Das Bild, das der junge John Singer Sargent malt (den Auftrag hatte ihm sein Lehrer Carolus-Duran vermittelt), wirft Rätsel auf, nicht nur die Geste der rechten Hand. Wenn Anders Zorn den schwedischen König Gustav V. aufrecht stehend lebensgroß malt, dann ist das eine konventionelle Form. Könige und Staatsmänner werden so gemalt. Wenn Sargent 1902 Lord Ribblesdale als arroganten Dandy malt, dann ist das auch noch konventionell. Ebenso wie Edvard Munchs Bild von Harry Graf Kessler. Aber warum lässt sich ein Gynäkologe, noch nicht einmal korrekt gekleidet, im intimen Boudoir so malen? Hat ihn Sargent, der in der Kunstwelt noch kaum bekannt war, dazu überredet? Damit das Bild ein kleiner Skandal oder ein großer Gesprächsststoff wurde? Dr Pozzi wird das Bild in seiner Wohnung in der Dunkelheit lassen, seine Nachkommen werden es mit Tüchern verhängen. Die Wikipedia hat zu Dr Pozzi at Home einen informativen Artikel, und ich kann hier noch eine Interpretation des Bildes von der Kunsthistorikerin Susanne Neuburger anbieten. Für den Rest müssen Sie schon das Buch von Julian Barnes lesen. Sie können hier bei Google Books schon damit anfangen.

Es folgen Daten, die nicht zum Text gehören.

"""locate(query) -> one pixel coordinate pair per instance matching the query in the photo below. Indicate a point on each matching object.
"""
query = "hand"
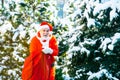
(47, 50)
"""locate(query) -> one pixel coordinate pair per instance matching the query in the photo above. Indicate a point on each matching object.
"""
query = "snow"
(91, 22)
(22, 31)
(113, 14)
(99, 74)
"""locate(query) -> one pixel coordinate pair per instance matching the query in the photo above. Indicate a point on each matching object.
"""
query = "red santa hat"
(46, 25)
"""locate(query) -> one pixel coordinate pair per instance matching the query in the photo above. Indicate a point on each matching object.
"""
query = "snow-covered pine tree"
(17, 27)
(93, 39)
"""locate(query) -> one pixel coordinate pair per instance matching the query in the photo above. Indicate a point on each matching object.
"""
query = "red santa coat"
(38, 66)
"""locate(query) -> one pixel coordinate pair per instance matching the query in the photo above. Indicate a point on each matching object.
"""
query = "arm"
(54, 46)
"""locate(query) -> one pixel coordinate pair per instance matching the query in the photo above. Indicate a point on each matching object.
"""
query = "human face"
(44, 32)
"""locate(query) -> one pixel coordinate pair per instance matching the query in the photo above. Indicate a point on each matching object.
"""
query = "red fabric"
(46, 23)
(37, 65)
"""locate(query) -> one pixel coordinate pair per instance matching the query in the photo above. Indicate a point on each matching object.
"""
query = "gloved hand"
(47, 50)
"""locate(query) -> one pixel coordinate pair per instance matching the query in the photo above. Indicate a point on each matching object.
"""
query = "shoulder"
(53, 37)
(34, 39)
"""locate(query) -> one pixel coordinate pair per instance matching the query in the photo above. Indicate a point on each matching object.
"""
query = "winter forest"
(87, 31)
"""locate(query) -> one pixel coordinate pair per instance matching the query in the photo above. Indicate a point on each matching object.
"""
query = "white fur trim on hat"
(44, 26)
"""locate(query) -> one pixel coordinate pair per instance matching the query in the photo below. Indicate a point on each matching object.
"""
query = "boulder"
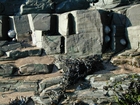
(26, 86)
(49, 82)
(11, 46)
(30, 69)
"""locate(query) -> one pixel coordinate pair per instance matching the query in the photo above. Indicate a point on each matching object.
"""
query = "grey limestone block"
(88, 21)
(84, 44)
(22, 26)
(80, 21)
(9, 7)
(39, 21)
(4, 27)
(51, 44)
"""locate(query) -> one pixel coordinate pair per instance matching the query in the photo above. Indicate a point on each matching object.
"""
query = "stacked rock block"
(132, 32)
(82, 31)
(21, 27)
(114, 24)
(4, 27)
(74, 33)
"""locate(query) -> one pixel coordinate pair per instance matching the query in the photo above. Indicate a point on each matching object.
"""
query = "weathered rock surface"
(7, 70)
(83, 44)
(12, 46)
(49, 82)
(40, 21)
(22, 21)
(15, 54)
(31, 69)
(133, 37)
(51, 44)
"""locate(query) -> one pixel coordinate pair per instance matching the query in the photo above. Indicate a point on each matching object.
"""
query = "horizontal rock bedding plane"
(69, 52)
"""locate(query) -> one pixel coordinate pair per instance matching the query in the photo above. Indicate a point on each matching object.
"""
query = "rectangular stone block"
(10, 7)
(39, 21)
(83, 44)
(37, 38)
(22, 27)
(4, 27)
(52, 44)
(133, 37)
(80, 21)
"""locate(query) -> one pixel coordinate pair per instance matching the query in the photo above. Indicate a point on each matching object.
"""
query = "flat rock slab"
(31, 69)
(12, 46)
(133, 37)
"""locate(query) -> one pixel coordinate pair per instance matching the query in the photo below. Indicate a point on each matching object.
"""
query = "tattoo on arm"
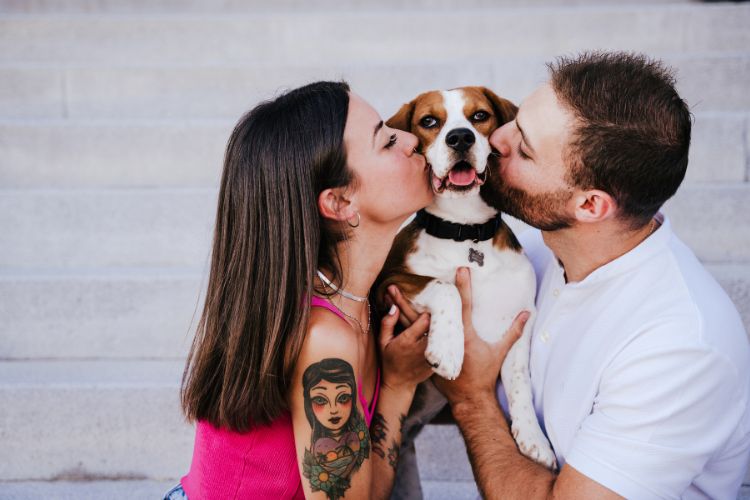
(340, 441)
(378, 433)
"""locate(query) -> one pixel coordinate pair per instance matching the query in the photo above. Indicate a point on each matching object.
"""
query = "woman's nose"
(499, 139)
(410, 142)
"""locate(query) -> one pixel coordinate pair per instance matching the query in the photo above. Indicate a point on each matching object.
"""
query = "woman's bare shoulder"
(328, 335)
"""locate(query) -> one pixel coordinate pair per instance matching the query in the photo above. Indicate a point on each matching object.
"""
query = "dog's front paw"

Auf diesem Photo von Nadar trägt der Dr Pozzi kein rotes dressing gown, sondern so etwas wie einen Morning Coat, korrekt den Zylinder in der Hand. So sah Marcel Proust auch aus, als er die Vermeer Ausstellung besuchte. Das Bild von Proust findet sich in dem Post Morning Coat, ein Post, den ich gerne erwähne. Weil er laut Statistik 25.930 mal angeklickt wurde. Julian Barnes hatte das Bild von Sargent im Jahre 2015 in London gesehen; das war das erste Mal, dass das im Familienbesitz befindliche Bild einer größeren Öffentlichkeit zugänglich gemacht wurde. Barnes schrieb sein Buch ein Jahr vor dem Brexit, den er Britain's deluded, masochistic departure from the European Union nennt. Er zitierte dazu eine Maxime von Dr Samuel Pozzi: Chauvinismus ist eine Erscheinungsform der Ignoranz. Es liegt eine gewisse Trauer über sein Heimatland in dem Nachwort von Julian Barnes. Aber es gibt Hoffnung für das dahinsiechende Königreich. Auch wenn die neue englische Regierung den Brexit nicht rückgängig macht, das England des Boris Johnson ist endgültig vorbei.